3. M. et Mme A... font valoir qu'il n'est pas justifié que le collège de médecins de l'Office français de l'immigration et de l'intégration a délibéré de manière collégiale. Il ressort des pièces du dossier que l'avis du collège de médecins de l'Office français de l'immigration et de l'intégration du 26 juillet 2018 porte la mention " après en avoir délibéré ". Cette mention, qui fait foi jusqu'à preuve du contraire, implique nécessairement que les membres du collège de médecins ont pu confronter leur point de vue collégialement avant de rendre leur avis, même si les modalités de leur délibération ne sont pas précisées.
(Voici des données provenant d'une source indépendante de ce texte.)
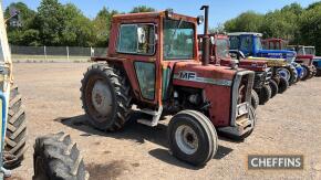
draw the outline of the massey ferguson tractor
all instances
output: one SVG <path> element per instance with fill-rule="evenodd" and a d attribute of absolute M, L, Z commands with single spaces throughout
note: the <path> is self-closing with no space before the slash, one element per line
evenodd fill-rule
<path fill-rule="evenodd" d="M 253 72 L 209 64 L 208 7 L 205 10 L 203 59 L 197 25 L 203 18 L 173 10 L 114 15 L 106 57 L 84 74 L 81 87 L 87 120 L 97 129 L 124 127 L 132 105 L 149 118 L 138 123 L 168 124 L 173 156 L 204 166 L 218 148 L 217 134 L 246 138 L 255 128 L 250 97 Z"/>
<path fill-rule="evenodd" d="M 273 66 L 273 72 L 284 77 L 289 85 L 292 85 L 300 80 L 302 67 L 294 63 L 297 55 L 296 52 L 286 50 L 263 50 L 261 44 L 261 33 L 235 32 L 228 33 L 228 35 L 231 50 L 240 51 L 247 57 L 255 57 L 253 60 L 272 61 L 272 64 L 275 65 L 284 64 L 281 66 Z M 284 63 L 282 63 L 282 61 Z"/>
<path fill-rule="evenodd" d="M 198 35 L 199 50 L 201 50 L 203 35 Z M 279 92 L 278 81 L 271 80 L 272 72 L 268 67 L 266 61 L 253 61 L 241 59 L 241 54 L 234 54 L 238 60 L 232 60 L 229 53 L 229 39 L 225 34 L 210 34 L 210 63 L 215 65 L 235 66 L 253 71 L 255 84 L 251 92 L 251 105 L 253 108 L 266 104 L 271 97 L 276 96 Z M 237 63 L 237 64 L 235 64 Z"/>
<path fill-rule="evenodd" d="M 301 81 L 312 78 L 317 74 L 317 68 L 313 65 L 315 51 L 313 46 L 304 45 L 288 45 L 288 41 L 282 39 L 267 39 L 262 43 L 267 50 L 290 50 L 297 52 L 296 63 L 302 66 Z"/>
<path fill-rule="evenodd" d="M 19 15 L 13 11 L 3 18 L 0 3 L 0 180 L 19 167 L 27 150 L 27 121 L 21 95 L 13 83 L 11 53 L 6 22 Z M 33 155 L 34 180 L 87 180 L 89 173 L 75 144 L 63 133 L 39 137 Z M 10 170 L 8 170 L 10 169 Z"/>

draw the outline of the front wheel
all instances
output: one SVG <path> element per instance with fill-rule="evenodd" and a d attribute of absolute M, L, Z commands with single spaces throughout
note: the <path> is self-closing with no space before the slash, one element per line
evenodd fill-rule
<path fill-rule="evenodd" d="M 278 87 L 278 83 L 275 80 L 270 80 L 269 85 L 271 88 L 271 98 L 272 98 L 278 94 L 279 87 Z"/>
<path fill-rule="evenodd" d="M 263 85 L 259 92 L 260 105 L 265 105 L 271 98 L 271 88 L 269 85 Z"/>
<path fill-rule="evenodd" d="M 284 93 L 289 88 L 289 82 L 284 77 L 280 77 L 279 94 Z"/>
<path fill-rule="evenodd" d="M 170 119 L 168 140 L 173 156 L 194 166 L 205 166 L 218 148 L 215 127 L 196 110 L 183 110 Z"/>

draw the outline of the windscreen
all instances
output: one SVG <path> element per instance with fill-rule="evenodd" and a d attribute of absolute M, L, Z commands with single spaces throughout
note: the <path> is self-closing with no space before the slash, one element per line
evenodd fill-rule
<path fill-rule="evenodd" d="M 194 57 L 194 23 L 182 20 L 164 21 L 164 60 Z"/>

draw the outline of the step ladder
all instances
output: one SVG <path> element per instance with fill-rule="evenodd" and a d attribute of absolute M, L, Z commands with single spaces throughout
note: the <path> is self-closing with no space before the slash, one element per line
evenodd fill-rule
<path fill-rule="evenodd" d="M 163 106 L 158 107 L 158 110 L 152 110 L 152 109 L 141 109 L 141 113 L 144 113 L 146 115 L 151 115 L 153 116 L 152 120 L 151 119 L 138 119 L 137 121 L 139 124 L 146 125 L 146 126 L 151 126 L 151 127 L 155 127 L 158 125 L 161 115 L 163 113 Z"/>

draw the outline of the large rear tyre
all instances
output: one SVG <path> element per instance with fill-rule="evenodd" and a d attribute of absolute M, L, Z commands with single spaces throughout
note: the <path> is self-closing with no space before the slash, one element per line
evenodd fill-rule
<path fill-rule="evenodd" d="M 126 75 L 107 64 L 94 64 L 84 74 L 81 99 L 89 121 L 100 130 L 115 131 L 125 126 L 131 110 Z"/>
<path fill-rule="evenodd" d="M 271 87 L 269 85 L 263 85 L 262 88 L 259 92 L 259 99 L 260 99 L 260 105 L 265 105 L 266 103 L 269 102 L 271 98 Z"/>
<path fill-rule="evenodd" d="M 13 85 L 10 91 L 4 151 L 13 155 L 14 160 L 3 161 L 3 167 L 7 169 L 18 167 L 23 160 L 23 153 L 28 148 L 25 144 L 27 119 L 21 98 L 22 96 L 18 91 L 18 86 Z"/>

L'avis du collège de médecins est également signé par les trois médecins qui ont délibéré ce qui établit le caractère collégial de leur délibération. Dès lors, au vu des mentions de cet avis, M. et Mme A... n'établissent pas que la délibération du collège de médecins de l'Office français de l'immigration et de l'intégration ne revêt pas un caractère collégial. Par suite, le moyen tiré de l'irrégularité de la procédure suivie devant le collège de médecins de l'Office français de l'immigration et de l'intégration doit être écarté.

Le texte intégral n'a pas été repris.